Politicians, who may recognise the benefits of this technology, are nevertheless dependent on public opinion for their very survival. Fine words have too often been followed by swift retreat in the face of anti-GMO campaigns. As a result the EU does not have an effective, transparent and predictable legal framework in place for the authorisation of GMOs. Currently a manufacturer must notify the national authority where the GMO is to be placed on the market, including an assessment of the risks to human and animal health and the environment. If the application is accepted, the information is sent to the European Commission and to the relevant authorities in all the other EU member states (now 15, by May 2004 these will be 25!). So far when one or more of the other EU countries has, at this stage of the approval process, raised an objection, it has resulted in a temporary, but effectively lengthy, ban on the GM product. In most of these cases the Commission's Scientific Committees have judged that the ban was unjustified -- and yet the ban stands.

The EU's national governments have said that they will end this de facto moratorium once strict labelling and traceability rules have been put in place. The European Parliament voted on new rules at its plenary sitting in July 2003. This will require any product containing more than 0.9 percent GMOs to be labelled and to be traceable back to source. This requirement is extremely burdensome but should lead to a lifting of the ban, while allowing consumers to make an informed choice.

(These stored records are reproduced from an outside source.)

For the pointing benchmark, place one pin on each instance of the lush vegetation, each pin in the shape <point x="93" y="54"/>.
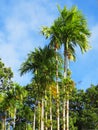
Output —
<point x="50" y="101"/>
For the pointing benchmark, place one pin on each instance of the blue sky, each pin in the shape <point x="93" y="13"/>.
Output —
<point x="20" y="24"/>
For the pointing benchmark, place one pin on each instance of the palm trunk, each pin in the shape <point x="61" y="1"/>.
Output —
<point x="39" y="116"/>
<point x="4" y="123"/>
<point x="67" y="114"/>
<point x="46" y="114"/>
<point x="42" y="115"/>
<point x="57" y="87"/>
<point x="50" y="109"/>
<point x="14" y="117"/>
<point x="34" y="120"/>
<point x="66" y="100"/>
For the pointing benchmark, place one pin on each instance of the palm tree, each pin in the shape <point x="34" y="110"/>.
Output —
<point x="71" y="30"/>
<point x="42" y="65"/>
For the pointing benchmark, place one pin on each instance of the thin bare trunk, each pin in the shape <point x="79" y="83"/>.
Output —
<point x="34" y="120"/>
<point x="67" y="114"/>
<point x="66" y="101"/>
<point x="46" y="114"/>
<point x="57" y="87"/>
<point x="42" y="115"/>
<point x="50" y="109"/>
<point x="14" y="117"/>
<point x="39" y="116"/>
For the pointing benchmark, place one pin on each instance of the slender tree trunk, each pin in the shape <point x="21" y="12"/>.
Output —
<point x="42" y="115"/>
<point x="67" y="114"/>
<point x="34" y="120"/>
<point x="46" y="114"/>
<point x="14" y="117"/>
<point x="57" y="87"/>
<point x="39" y="116"/>
<point x="50" y="109"/>
<point x="66" y="111"/>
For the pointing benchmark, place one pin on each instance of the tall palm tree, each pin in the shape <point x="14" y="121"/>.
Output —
<point x="41" y="63"/>
<point x="71" y="30"/>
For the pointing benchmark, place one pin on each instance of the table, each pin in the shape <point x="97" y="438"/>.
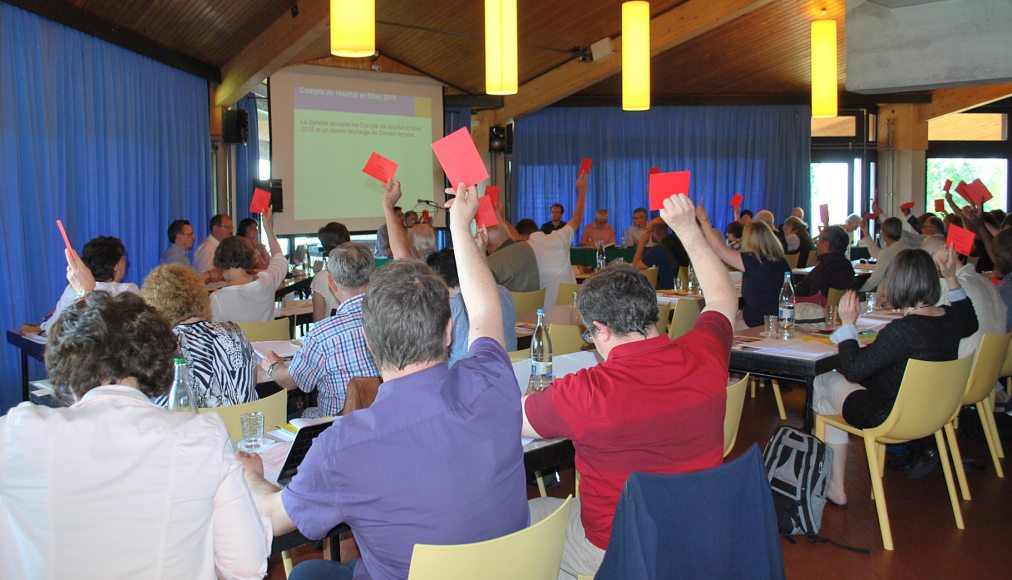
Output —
<point x="33" y="346"/>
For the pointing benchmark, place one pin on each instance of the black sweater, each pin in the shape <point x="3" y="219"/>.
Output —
<point x="879" y="366"/>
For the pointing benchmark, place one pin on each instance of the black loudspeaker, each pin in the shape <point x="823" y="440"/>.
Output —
<point x="236" y="127"/>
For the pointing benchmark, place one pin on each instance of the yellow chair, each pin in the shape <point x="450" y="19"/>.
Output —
<point x="733" y="413"/>
<point x="929" y="396"/>
<point x="566" y="338"/>
<point x="565" y="294"/>
<point x="533" y="553"/>
<point x="277" y="329"/>
<point x="528" y="301"/>
<point x="274" y="408"/>
<point x="651" y="275"/>
<point x="686" y="313"/>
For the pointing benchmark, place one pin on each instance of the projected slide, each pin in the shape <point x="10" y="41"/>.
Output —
<point x="336" y="131"/>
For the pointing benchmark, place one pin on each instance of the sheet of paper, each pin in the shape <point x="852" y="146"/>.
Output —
<point x="459" y="159"/>
<point x="664" y="185"/>
<point x="380" y="167"/>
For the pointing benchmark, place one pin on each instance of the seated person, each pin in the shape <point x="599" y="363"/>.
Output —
<point x="444" y="266"/>
<point x="114" y="486"/>
<point x="384" y="470"/>
<point x="247" y="298"/>
<point x="833" y="269"/>
<point x="105" y="258"/>
<point x="654" y="405"/>
<point x="220" y="359"/>
<point x="334" y="352"/>
<point x="865" y="386"/>
<point x="761" y="263"/>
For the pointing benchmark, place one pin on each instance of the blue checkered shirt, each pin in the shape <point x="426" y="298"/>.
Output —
<point x="333" y="353"/>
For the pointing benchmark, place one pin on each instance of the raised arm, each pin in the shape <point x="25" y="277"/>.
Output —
<point x="478" y="286"/>
<point x="731" y="257"/>
<point x="396" y="233"/>
<point x="679" y="214"/>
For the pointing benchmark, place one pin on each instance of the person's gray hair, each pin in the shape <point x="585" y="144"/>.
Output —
<point x="350" y="265"/>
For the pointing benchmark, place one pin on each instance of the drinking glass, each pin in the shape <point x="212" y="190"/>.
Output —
<point x="252" y="423"/>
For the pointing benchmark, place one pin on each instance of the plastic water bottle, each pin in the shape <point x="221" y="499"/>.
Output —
<point x="181" y="396"/>
<point x="786" y="312"/>
<point x="540" y="356"/>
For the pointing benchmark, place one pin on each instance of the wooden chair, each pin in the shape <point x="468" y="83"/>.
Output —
<point x="651" y="275"/>
<point x="532" y="553"/>
<point x="928" y="399"/>
<point x="686" y="313"/>
<point x="733" y="413"/>
<point x="565" y="294"/>
<point x="274" y="409"/>
<point x="528" y="301"/>
<point x="277" y="329"/>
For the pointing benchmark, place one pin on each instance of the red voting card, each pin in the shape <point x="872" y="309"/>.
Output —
<point x="960" y="239"/>
<point x="459" y="159"/>
<point x="64" y="234"/>
<point x="380" y="167"/>
<point x="493" y="192"/>
<point x="261" y="198"/>
<point x="664" y="185"/>
<point x="486" y="216"/>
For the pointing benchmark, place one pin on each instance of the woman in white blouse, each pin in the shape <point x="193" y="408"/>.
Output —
<point x="247" y="298"/>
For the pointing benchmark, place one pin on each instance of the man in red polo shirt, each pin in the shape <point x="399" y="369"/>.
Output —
<point x="654" y="405"/>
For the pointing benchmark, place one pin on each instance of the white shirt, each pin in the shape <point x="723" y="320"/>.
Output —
<point x="554" y="264"/>
<point x="70" y="296"/>
<point x="115" y="487"/>
<point x="251" y="302"/>
<point x="203" y="257"/>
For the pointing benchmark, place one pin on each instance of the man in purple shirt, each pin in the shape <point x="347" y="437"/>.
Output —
<point x="392" y="471"/>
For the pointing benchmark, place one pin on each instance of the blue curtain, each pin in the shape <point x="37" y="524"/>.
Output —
<point x="761" y="152"/>
<point x="110" y="142"/>
<point x="247" y="160"/>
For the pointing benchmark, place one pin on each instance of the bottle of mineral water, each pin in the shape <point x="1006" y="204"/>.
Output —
<point x="181" y="396"/>
<point x="786" y="313"/>
<point x="540" y="356"/>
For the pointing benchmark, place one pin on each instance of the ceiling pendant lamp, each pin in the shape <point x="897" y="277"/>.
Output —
<point x="352" y="28"/>
<point x="824" y="76"/>
<point x="636" y="56"/>
<point x="500" y="48"/>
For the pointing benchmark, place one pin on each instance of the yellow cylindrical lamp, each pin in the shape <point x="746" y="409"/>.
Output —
<point x="824" y="76"/>
<point x="500" y="48"/>
<point x="636" y="56"/>
<point x="352" y="27"/>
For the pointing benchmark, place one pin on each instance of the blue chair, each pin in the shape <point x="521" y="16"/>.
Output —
<point x="713" y="523"/>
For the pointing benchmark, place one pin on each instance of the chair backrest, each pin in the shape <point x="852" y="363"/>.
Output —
<point x="274" y="409"/>
<point x="651" y="275"/>
<point x="987" y="367"/>
<point x="528" y="301"/>
<point x="533" y="553"/>
<point x="733" y="413"/>
<point x="686" y="313"/>
<point x="565" y="294"/>
<point x="360" y="393"/>
<point x="928" y="398"/>
<point x="277" y="329"/>
<point x="566" y="338"/>
<point x="711" y="523"/>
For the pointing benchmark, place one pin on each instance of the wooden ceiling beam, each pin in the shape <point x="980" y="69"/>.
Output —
<point x="958" y="99"/>
<point x="274" y="48"/>
<point x="669" y="29"/>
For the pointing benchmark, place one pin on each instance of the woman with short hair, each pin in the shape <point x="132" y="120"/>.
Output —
<point x="220" y="358"/>
<point x="865" y="385"/>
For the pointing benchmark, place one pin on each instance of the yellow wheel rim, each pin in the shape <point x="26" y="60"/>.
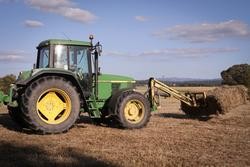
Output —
<point x="134" y="111"/>
<point x="53" y="106"/>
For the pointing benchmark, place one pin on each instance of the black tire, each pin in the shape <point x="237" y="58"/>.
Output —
<point x="41" y="89"/>
<point x="144" y="113"/>
<point x="16" y="115"/>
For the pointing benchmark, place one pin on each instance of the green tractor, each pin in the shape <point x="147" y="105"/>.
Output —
<point x="66" y="80"/>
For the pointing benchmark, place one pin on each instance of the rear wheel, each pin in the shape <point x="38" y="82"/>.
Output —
<point x="133" y="110"/>
<point x="51" y="105"/>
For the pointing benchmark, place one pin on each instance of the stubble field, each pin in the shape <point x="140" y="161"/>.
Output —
<point x="170" y="139"/>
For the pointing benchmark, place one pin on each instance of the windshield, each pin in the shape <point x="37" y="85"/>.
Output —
<point x="73" y="58"/>
<point x="78" y="59"/>
<point x="43" y="61"/>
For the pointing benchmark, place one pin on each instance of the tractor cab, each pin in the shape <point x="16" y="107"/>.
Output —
<point x="65" y="54"/>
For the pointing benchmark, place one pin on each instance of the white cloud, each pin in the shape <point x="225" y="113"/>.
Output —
<point x="188" y="52"/>
<point x="33" y="23"/>
<point x="8" y="1"/>
<point x="12" y="56"/>
<point x="174" y="53"/>
<point x="141" y="18"/>
<point x="64" y="8"/>
<point x="206" y="32"/>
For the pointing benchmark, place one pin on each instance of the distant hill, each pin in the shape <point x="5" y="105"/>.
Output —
<point x="186" y="81"/>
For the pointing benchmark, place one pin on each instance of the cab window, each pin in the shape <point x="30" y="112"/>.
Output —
<point x="43" y="61"/>
<point x="61" y="57"/>
<point x="78" y="57"/>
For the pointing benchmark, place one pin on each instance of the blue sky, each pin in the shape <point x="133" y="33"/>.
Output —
<point x="142" y="38"/>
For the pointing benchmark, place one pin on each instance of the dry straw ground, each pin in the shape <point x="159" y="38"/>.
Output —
<point x="170" y="139"/>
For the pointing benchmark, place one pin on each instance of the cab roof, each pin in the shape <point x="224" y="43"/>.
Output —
<point x="63" y="42"/>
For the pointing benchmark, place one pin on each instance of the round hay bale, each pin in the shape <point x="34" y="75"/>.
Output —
<point x="218" y="101"/>
<point x="228" y="97"/>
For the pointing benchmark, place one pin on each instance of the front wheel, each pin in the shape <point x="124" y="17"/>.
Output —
<point x="133" y="110"/>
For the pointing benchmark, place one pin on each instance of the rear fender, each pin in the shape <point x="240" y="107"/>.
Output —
<point x="60" y="73"/>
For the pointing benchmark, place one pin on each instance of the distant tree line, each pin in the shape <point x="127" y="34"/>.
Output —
<point x="6" y="81"/>
<point x="208" y="82"/>
<point x="237" y="75"/>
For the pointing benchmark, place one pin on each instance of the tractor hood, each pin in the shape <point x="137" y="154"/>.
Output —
<point x="109" y="78"/>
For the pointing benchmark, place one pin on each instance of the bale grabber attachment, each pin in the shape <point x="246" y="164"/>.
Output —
<point x="157" y="89"/>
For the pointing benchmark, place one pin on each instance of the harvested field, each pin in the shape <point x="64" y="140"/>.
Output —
<point x="170" y="139"/>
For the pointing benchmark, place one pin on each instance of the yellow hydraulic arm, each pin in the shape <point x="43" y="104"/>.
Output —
<point x="191" y="99"/>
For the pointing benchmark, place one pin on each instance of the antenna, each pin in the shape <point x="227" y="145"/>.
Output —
<point x="66" y="36"/>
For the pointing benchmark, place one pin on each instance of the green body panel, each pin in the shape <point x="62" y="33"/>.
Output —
<point x="63" y="42"/>
<point x="24" y="75"/>
<point x="3" y="98"/>
<point x="109" y="84"/>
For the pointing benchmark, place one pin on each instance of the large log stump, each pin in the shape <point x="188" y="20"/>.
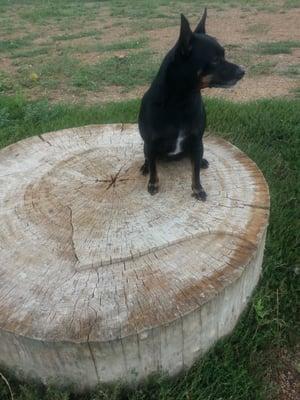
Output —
<point x="101" y="281"/>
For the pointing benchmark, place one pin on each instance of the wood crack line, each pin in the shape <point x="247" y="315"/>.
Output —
<point x="44" y="140"/>
<point x="72" y="233"/>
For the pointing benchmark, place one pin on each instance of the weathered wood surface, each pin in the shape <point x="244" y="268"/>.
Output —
<point x="101" y="281"/>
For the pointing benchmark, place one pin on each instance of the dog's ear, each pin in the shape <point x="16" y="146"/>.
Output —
<point x="184" y="42"/>
<point x="201" y="26"/>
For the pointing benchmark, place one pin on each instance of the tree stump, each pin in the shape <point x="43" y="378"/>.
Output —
<point x="101" y="281"/>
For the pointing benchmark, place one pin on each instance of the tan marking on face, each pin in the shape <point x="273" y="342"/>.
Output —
<point x="205" y="81"/>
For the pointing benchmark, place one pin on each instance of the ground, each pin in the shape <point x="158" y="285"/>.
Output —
<point x="86" y="53"/>
<point x="105" y="51"/>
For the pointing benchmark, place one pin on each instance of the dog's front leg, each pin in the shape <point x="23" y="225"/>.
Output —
<point x="153" y="179"/>
<point x="197" y="160"/>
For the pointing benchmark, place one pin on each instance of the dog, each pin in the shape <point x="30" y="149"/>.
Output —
<point x="172" y="116"/>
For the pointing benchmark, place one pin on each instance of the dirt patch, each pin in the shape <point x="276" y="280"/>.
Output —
<point x="285" y="374"/>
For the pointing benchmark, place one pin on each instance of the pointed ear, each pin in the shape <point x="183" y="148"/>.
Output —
<point x="201" y="26"/>
<point x="185" y="36"/>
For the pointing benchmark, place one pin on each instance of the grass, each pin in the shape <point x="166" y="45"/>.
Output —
<point x="128" y="71"/>
<point x="236" y="368"/>
<point x="293" y="71"/>
<point x="263" y="68"/>
<point x="280" y="47"/>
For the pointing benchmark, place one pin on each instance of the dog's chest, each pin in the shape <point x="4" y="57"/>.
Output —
<point x="177" y="145"/>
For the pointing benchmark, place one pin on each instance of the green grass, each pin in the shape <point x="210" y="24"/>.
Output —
<point x="77" y="35"/>
<point x="128" y="71"/>
<point x="8" y="45"/>
<point x="280" y="47"/>
<point x="292" y="71"/>
<point x="263" y="68"/>
<point x="235" y="369"/>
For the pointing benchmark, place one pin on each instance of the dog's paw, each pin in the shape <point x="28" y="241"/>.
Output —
<point x="204" y="163"/>
<point x="152" y="188"/>
<point x="144" y="169"/>
<point x="199" y="194"/>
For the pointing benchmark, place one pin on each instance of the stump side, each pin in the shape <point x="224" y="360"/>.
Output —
<point x="101" y="281"/>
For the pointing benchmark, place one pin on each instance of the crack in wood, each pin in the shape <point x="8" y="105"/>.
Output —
<point x="72" y="233"/>
<point x="44" y="140"/>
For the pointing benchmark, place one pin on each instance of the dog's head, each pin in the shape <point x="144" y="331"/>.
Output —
<point x="204" y="57"/>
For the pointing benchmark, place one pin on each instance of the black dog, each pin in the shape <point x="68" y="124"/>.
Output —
<point x="172" y="115"/>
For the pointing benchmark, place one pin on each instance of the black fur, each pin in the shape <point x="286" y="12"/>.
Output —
<point x="172" y="114"/>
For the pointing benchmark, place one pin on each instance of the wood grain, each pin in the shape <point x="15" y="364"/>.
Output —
<point x="101" y="281"/>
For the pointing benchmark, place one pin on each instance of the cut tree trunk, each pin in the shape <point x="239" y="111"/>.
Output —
<point x="101" y="281"/>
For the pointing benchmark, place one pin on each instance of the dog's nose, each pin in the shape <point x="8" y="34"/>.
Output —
<point x="240" y="72"/>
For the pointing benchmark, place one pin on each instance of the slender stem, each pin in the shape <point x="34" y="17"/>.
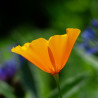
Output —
<point x="56" y="76"/>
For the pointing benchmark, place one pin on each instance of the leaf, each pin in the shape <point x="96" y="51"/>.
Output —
<point x="71" y="86"/>
<point x="28" y="79"/>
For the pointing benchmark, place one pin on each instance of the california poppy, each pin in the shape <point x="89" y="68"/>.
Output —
<point x="49" y="55"/>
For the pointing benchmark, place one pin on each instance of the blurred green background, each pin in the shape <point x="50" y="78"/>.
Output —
<point x="22" y="21"/>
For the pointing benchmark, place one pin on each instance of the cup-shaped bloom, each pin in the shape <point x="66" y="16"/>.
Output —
<point x="49" y="55"/>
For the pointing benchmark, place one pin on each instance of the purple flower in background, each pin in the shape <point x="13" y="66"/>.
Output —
<point x="94" y="23"/>
<point x="90" y="39"/>
<point x="3" y="75"/>
<point x="11" y="66"/>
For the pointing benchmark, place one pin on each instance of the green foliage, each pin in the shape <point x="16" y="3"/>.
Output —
<point x="6" y="90"/>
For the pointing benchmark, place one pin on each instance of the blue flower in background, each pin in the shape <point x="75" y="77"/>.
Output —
<point x="88" y="34"/>
<point x="90" y="39"/>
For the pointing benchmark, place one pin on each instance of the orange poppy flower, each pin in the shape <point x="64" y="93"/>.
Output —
<point x="49" y="55"/>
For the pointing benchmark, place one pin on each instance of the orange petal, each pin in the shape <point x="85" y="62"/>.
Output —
<point x="57" y="45"/>
<point x="37" y="53"/>
<point x="72" y="36"/>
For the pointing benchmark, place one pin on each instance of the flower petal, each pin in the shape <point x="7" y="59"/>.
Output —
<point x="37" y="53"/>
<point x="72" y="36"/>
<point x="57" y="45"/>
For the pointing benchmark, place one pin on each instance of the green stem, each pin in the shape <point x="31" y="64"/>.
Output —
<point x="56" y="76"/>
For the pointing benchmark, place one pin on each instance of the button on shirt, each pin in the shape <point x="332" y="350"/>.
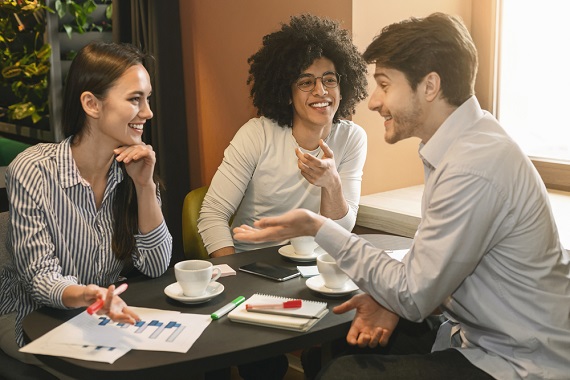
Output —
<point x="486" y="251"/>
<point x="59" y="237"/>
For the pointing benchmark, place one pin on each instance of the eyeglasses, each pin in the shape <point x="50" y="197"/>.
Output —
<point x="307" y="82"/>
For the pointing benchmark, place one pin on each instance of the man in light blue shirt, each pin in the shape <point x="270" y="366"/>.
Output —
<point x="486" y="252"/>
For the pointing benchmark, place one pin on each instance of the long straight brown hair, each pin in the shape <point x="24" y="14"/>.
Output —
<point x="96" y="68"/>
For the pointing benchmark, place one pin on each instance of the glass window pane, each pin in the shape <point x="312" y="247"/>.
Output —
<point x="533" y="96"/>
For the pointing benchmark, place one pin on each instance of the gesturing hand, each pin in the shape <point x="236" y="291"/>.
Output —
<point x="373" y="324"/>
<point x="320" y="172"/>
<point x="293" y="223"/>
<point x="114" y="307"/>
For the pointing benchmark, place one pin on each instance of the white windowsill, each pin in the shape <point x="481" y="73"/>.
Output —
<point x="399" y="211"/>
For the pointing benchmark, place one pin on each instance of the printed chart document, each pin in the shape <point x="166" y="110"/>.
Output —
<point x="158" y="330"/>
<point x="102" y="354"/>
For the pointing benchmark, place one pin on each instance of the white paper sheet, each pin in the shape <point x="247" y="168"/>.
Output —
<point x="44" y="346"/>
<point x="159" y="330"/>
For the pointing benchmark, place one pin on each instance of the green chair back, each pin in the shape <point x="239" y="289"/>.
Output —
<point x="191" y="239"/>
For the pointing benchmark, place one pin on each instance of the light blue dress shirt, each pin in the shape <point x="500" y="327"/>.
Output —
<point x="486" y="252"/>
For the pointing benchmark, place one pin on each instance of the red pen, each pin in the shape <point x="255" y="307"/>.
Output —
<point x="293" y="304"/>
<point x="97" y="305"/>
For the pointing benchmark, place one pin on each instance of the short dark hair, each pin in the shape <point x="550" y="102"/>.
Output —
<point x="438" y="43"/>
<point x="287" y="52"/>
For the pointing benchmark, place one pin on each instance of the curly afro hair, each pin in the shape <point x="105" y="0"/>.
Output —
<point x="288" y="52"/>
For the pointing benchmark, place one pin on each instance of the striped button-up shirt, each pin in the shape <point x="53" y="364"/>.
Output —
<point x="59" y="238"/>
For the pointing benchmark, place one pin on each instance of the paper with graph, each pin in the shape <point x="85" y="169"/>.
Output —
<point x="158" y="330"/>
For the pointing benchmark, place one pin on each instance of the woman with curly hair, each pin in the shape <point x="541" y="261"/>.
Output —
<point x="298" y="153"/>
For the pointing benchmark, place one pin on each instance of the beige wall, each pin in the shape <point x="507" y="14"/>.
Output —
<point x="218" y="37"/>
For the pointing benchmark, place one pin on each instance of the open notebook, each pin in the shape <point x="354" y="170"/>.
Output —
<point x="301" y="319"/>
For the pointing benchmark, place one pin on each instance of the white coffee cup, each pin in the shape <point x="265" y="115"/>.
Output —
<point x="333" y="276"/>
<point x="194" y="276"/>
<point x="304" y="245"/>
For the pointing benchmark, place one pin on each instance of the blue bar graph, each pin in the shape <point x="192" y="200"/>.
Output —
<point x="174" y="328"/>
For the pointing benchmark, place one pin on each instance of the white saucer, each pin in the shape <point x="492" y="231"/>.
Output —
<point x="288" y="252"/>
<point x="317" y="284"/>
<point x="174" y="291"/>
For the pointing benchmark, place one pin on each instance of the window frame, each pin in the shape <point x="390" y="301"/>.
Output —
<point x="555" y="174"/>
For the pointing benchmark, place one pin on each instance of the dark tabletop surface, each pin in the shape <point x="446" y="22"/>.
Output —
<point x="224" y="342"/>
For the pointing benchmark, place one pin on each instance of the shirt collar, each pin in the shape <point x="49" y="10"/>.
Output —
<point x="459" y="121"/>
<point x="68" y="171"/>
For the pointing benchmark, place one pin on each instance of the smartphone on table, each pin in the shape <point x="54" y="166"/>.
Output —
<point x="271" y="271"/>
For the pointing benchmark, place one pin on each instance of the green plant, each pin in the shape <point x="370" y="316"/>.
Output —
<point x="25" y="60"/>
<point x="80" y="12"/>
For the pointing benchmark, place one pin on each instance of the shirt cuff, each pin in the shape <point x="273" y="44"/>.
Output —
<point x="331" y="236"/>
<point x="153" y="238"/>
<point x="347" y="221"/>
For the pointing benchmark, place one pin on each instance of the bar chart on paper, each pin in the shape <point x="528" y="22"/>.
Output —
<point x="158" y="330"/>
<point x="154" y="329"/>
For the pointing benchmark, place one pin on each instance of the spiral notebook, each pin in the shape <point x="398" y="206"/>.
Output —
<point x="301" y="319"/>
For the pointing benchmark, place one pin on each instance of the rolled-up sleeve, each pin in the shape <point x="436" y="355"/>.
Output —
<point x="154" y="251"/>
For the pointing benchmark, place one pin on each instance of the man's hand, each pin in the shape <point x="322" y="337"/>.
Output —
<point x="373" y="324"/>
<point x="294" y="223"/>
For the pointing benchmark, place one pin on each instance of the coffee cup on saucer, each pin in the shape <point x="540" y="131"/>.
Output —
<point x="194" y="276"/>
<point x="333" y="277"/>
<point x="304" y="245"/>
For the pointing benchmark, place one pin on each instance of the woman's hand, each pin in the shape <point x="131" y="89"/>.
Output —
<point x="114" y="307"/>
<point x="319" y="172"/>
<point x="298" y="222"/>
<point x="139" y="161"/>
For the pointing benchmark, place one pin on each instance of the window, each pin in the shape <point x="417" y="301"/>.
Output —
<point x="533" y="81"/>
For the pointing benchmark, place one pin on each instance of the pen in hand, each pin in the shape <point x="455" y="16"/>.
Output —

However there is no guarantee that the moratorium will be lifted. The Commission has so far been unwilling to use the sanctions at its disposal against those EU countries that impose the moratorium. Now that the labelling and traceability regulation is in effect, the Commission must be prepared to use all the sanctions at its disposal in order to lift the moratorium. Otherwise biotechnology companies will be left with a very uncertain future and the European economy will be damaged. Our scientists and innovatory companies will emigrate. Jobs and prosperity will suffer. The objectives of the so-called Lisbon agenda, to make Europe the most dynamic and competitive knowledge-based economy in the world by 2010, will be at risk.

The new traceability and labelling regime is complex and extremely precautionary. We will have to wait and see how it works in practice. The European Trade Commissioner, Pascal Lamy, is confident that its introduction will lead to the end of the moratorium and therefore the end of the WTO challenge by the U.S.-led coalition. If it does not bring this about, the idea that Europeans are having this technology forced on them by a WTO decision is only likely to increase public opposition.

Efforts need to be made to restore public confidence by providing consumers with well-balanced information about the benefits as well as any possible risks. I do not believe that we should turn our back on advances in science and technology, which are likely to benefit our environment and our farmers, to create jobs and offer greater choice to consumers. God gave us the ability to apply our minds to improving our lot on this earth. It is up to us to realise the promise of this new knowledge.

John Purvis is a Member of the European Parliament for Scotland.